>> (snip: clisp failing miserably to print latin1 text for me)
>
> FWIW, this works for me on my Mac, using clisp 2.49. "zur?ck" is printed
> (correctly with two dots over the second u).
How confusing! Well, with clisp at least I can dig a bit deeper to see
what's going wrong on my system. I'll spend a bit of time on it now, I
think.
> Not sure about LANG=es. I see
>
> los par??metros
>
> with both ccl, clisp and cmucl. I don't know if that's correct or not.
Ah, well this looks like a bug in our transcoding. If you use Emacs, or
another text editor that gives you control over coding systems, visit
doc/info/es.utf8/maxima.info-1 and tell the editor that it should be
utf-8 text. The first line of the build_info text has this mangled data,
which looks like we didn't convert it correctly from latin1.
I *think* this bug is orthogonal to the lisp info-parsing stuff.
> But sbcl (1.0.49) prints ?? for "?". Same results for when I use
> LANG=es_ES:UTF-8.
I think that you were probably being given the utf-8 data both times? Or
maybe we're not correctly transcoding from latin1 data in
doc/info/es/maxima.info-1 to your utf-8 terminal. Hmm.
> Also, I can't build with ecl anymore. It complains:
>
>
> ; - Compiling source file
> ; "/Volumes/share2/src/sourceforge/maxima/maxima-mac/src/locale.lisp"
> ;;;
> ;;; Compiling /Volumes/share2/src/sourceforge/maxima/maxima-mac/src/locale.lisp.
> ;;; OPTIMIZE levels: Safety=2, Space=0, Speed=3, Debug=2
> ;;;
> ;;; Compiling (DEFVAR *LOCALE-DEFNS* ...).
>
> Cannot find the external symbol LATIN-1 in #<"SI" package>.
>
> Perhaps my version of ecl is too old (11.1)?
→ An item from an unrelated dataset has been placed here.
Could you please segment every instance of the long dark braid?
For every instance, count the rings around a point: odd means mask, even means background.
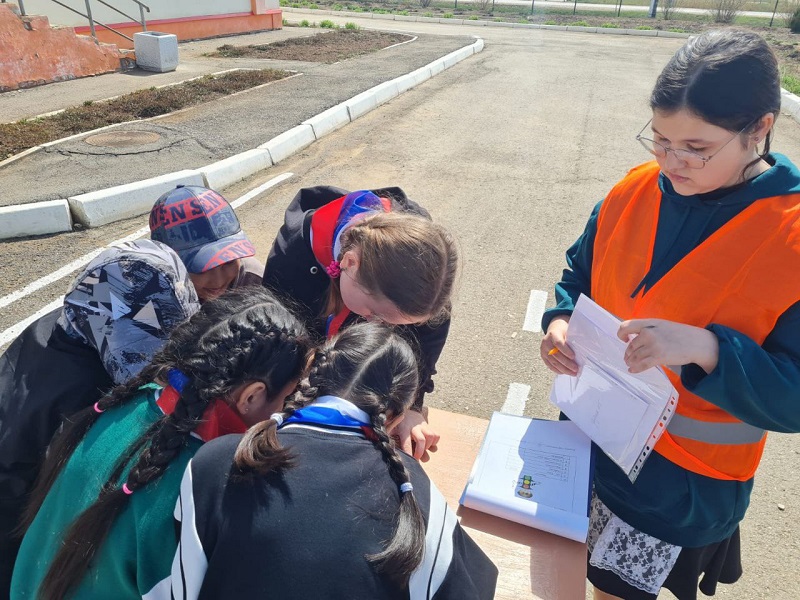
[[[349,400],[370,416],[375,447],[383,455],[398,488],[410,475],[386,431],[390,416],[402,415],[419,387],[417,362],[408,343],[389,328],[376,323],[358,323],[329,340],[294,396],[286,403],[284,417],[311,404],[322,395]],[[296,460],[278,440],[273,419],[251,428],[236,450],[234,462],[242,476],[266,475],[290,468]],[[368,555],[374,568],[396,585],[405,587],[422,561],[425,522],[412,492],[400,493],[395,529],[382,552]]]
[[[188,383],[172,414],[162,417],[123,453],[95,503],[72,523],[42,581],[40,597],[63,598],[80,582],[130,494],[164,474],[186,447],[208,406],[252,381],[264,383],[270,394],[276,394],[300,376],[309,348],[300,321],[261,287],[236,290],[207,302],[173,331],[164,350],[136,383],[141,384],[146,375],[165,379],[169,369],[180,370]],[[137,396],[134,383],[124,388],[101,400],[98,408],[105,411]],[[94,408],[89,410],[97,414]],[[80,439],[90,426],[81,423]],[[134,459],[121,485],[122,473]],[[62,457],[60,462],[65,461]]]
Well, I'm only on 11.1.1, it seems, so that's a bit surprising. Looking
at
http://ecls.sourceforge.net/new-manual/ch19.html#ansi.streams.formats, I
see that a unicode build of ECL is required though. Is it possible that
this is what's missing? If so, I guess we've got to work out a sensible
fallback. I can't spot a ":unicode" entry in *features* here, so this
might be slightly nontrivial...
> Overall, it seems parse-info works fine. I didn't measure whether
> this new scheme is faster than perl. Both are pretty fast enough on
> my machines that I don't care.
>
> I wonder if we don't also need to set the external format for the
> output stream. I would think that we be correct most of the time if
> we could set the output stream to use utf8 always. All of my
> terminals are set for utf8.
I agree that we need to think about it, but I would sort of expect the
lisp implementation to sort this out: My mental model is that if my lisp
reads in a character (rather than byte) stream, it converts each
character into its favoured internal coding system. Then, when it prints
the character, it can look at the locale data ($LANG etc.) to figure
out what the terminal is expecting. Presumably there are optimisations
to avoid converting if input and output formats are equal and both are
non-equal to the internal representation, but that's an implementation
detail. But maybe my mental model is wrong. Hmm.